Is Peace the Victim of the ICC’s Justice?
I don’t have any particular insights to add on the very interesting and detailed roundtable discussion folks are having on the Lubanga judgment. But I can’t resist pointing out this op-ed by Ian Paisley (the son of a leading figure on the Northern Irish settlement) in the New York Times slamming the ICC as a obstruction to national reconciliation and peace:
The court’s success as a vehicle for delivering justice continues to be debated. The I.C.C. was founded amid much fanfare, but its track record — with only this single conviction — has been poor. Arguably, the cases before it are complex, and it was always going to take time for a new institution to complete them.
But this misses the point. The I.C.C. was intended as an instrument for delivering peace. In this respect it has not been a success. It will continue to falter because its current methods go against the experience of many places in Africa and around the world where peace has been delivered through political negotiations and reconciliation efforts, not the imposition of international justice.
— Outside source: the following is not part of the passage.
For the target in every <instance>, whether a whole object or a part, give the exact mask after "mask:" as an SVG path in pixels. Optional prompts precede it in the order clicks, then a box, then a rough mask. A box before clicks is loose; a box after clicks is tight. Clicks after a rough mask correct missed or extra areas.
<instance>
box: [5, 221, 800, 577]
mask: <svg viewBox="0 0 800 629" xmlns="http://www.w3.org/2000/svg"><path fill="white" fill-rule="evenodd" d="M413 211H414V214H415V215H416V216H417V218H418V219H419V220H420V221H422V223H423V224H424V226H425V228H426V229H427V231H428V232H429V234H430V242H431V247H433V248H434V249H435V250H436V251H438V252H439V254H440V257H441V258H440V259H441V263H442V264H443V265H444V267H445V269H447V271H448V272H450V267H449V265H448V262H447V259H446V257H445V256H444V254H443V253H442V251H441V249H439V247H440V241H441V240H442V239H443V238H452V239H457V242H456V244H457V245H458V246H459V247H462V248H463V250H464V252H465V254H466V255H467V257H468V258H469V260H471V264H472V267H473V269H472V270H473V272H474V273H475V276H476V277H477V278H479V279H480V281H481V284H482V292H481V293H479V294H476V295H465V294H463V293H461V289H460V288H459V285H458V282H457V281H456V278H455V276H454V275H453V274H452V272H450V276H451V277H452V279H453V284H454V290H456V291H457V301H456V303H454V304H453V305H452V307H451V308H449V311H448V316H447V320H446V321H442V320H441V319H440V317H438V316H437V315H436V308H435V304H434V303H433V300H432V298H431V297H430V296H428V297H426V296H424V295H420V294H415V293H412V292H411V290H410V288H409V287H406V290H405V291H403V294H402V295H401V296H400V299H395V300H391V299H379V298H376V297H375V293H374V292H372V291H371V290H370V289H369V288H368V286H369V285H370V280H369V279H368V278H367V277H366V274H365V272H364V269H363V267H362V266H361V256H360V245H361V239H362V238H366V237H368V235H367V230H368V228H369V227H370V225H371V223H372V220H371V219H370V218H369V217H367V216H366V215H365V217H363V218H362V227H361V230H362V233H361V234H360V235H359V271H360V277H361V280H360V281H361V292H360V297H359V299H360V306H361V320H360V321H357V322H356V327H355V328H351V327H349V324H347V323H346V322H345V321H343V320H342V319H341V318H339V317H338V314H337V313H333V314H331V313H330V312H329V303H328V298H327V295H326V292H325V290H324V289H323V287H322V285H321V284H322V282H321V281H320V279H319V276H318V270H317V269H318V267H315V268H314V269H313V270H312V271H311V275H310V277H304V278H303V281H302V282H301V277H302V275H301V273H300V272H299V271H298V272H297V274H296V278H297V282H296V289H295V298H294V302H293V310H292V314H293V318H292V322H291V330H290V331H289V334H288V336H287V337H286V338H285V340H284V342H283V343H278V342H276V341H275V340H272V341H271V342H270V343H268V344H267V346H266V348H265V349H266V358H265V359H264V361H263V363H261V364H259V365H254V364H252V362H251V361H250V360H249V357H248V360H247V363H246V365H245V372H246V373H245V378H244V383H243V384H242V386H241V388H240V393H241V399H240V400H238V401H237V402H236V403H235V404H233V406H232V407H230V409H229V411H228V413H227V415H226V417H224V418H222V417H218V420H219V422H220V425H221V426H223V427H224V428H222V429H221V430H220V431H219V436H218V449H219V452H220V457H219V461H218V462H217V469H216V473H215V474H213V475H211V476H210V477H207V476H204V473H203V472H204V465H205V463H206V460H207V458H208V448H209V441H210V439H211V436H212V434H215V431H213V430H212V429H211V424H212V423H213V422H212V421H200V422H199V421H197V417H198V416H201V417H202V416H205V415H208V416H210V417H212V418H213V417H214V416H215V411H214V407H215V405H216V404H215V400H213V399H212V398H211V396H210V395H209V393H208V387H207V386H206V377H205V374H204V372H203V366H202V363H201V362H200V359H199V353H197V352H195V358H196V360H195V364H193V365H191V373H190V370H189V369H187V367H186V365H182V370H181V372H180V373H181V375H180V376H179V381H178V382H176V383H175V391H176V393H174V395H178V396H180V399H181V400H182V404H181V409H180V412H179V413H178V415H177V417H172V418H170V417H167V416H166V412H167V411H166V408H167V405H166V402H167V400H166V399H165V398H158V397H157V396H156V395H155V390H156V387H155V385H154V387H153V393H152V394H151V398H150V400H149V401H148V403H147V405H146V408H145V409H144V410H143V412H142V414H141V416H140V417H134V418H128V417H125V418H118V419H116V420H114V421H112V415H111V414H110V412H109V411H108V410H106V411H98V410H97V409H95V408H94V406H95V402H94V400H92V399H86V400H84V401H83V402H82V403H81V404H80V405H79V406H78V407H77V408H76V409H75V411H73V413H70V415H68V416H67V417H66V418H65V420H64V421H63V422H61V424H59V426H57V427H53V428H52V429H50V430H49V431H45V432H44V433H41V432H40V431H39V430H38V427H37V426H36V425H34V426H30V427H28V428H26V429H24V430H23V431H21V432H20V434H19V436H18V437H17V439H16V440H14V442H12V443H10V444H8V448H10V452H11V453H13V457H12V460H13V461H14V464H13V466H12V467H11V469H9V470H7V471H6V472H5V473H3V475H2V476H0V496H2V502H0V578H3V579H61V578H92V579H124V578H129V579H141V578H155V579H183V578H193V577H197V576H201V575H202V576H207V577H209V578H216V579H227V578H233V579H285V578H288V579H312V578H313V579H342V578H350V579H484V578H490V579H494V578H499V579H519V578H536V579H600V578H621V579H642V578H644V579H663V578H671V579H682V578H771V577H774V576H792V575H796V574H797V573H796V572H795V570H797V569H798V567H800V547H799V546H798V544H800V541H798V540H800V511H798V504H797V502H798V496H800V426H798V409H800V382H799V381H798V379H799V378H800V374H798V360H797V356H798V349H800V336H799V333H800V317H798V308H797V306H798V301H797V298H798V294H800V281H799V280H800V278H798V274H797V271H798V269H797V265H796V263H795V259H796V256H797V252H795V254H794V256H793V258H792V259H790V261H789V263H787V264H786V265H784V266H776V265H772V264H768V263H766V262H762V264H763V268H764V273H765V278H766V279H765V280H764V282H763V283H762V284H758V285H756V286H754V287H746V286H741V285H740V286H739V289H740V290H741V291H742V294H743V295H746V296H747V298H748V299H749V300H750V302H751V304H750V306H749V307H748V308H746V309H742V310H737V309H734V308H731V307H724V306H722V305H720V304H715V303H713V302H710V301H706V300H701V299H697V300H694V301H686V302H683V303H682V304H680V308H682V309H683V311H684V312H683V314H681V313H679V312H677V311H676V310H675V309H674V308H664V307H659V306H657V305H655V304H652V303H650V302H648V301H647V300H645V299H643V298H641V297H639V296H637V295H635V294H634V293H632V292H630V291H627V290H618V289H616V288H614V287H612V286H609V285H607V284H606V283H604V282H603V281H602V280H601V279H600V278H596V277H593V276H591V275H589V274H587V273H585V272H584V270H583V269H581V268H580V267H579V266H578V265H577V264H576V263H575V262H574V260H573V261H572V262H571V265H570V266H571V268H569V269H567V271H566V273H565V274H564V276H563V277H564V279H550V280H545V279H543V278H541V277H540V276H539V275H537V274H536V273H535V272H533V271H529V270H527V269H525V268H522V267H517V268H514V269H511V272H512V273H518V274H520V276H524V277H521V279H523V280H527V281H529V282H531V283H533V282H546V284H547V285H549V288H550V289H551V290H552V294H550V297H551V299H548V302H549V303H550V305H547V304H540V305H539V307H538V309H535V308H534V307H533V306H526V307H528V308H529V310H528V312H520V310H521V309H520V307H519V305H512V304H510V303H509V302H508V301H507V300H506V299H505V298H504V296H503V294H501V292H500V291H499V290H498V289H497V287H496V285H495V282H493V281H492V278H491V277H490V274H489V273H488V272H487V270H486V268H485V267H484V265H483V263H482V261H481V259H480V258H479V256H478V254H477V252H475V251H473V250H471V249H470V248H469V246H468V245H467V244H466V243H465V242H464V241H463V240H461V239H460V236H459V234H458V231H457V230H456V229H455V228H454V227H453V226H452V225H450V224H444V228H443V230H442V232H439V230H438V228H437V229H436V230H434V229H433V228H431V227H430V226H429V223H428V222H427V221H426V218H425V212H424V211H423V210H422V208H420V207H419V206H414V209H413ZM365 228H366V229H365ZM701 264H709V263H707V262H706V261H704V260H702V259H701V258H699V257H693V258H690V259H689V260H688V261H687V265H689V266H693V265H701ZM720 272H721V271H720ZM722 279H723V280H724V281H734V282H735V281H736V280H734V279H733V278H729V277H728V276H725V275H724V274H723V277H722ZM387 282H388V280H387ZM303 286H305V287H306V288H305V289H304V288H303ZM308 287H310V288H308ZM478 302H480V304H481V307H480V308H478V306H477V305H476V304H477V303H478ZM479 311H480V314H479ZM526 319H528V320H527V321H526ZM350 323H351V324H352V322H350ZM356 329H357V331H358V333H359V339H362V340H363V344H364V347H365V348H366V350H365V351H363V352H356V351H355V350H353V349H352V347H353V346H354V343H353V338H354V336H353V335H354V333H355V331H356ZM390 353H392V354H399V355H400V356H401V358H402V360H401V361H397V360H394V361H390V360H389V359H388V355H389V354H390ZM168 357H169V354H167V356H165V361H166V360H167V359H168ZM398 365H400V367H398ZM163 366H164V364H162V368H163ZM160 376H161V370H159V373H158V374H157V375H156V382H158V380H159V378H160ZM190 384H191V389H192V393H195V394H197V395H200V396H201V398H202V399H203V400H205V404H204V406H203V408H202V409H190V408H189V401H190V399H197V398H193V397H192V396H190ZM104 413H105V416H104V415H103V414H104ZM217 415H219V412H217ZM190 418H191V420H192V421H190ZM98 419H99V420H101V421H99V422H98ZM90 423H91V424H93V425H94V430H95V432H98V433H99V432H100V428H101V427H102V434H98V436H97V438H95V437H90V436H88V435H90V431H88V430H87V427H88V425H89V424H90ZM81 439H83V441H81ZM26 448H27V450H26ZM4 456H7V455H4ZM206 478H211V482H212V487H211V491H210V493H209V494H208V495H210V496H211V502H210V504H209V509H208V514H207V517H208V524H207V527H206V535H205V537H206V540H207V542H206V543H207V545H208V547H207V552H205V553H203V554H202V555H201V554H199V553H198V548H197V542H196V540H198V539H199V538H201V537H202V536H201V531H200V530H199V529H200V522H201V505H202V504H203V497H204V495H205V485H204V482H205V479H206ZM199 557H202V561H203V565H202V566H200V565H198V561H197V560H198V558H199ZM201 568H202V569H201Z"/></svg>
I am not making an argument against I.C.C.’s existence: In places where there is no functioning government, or the government is hostage to one section of society, or where there is no viable reconciliation process, the international community has a duty to ensure that the court is the guardian of justice.
But the pursuit of justice should not replace or undermine ongoing national reconciliation efforts. The foremost challenge facing the I.C.C. is to determine whether its intervention will help or hinder the cause of peace. The wheels of justice must be allowed to turn at their own pace, but that they must not impede the peace process.
Of course, Jide Nzelibe and I have made this argument at some length here, and with a further wrinkle that the ICC is not likely to have much of a deterrence effect either. I know this is an old and already hotly debated topic among scholars. But I wonder if it will again become a leading criticism of the ICC.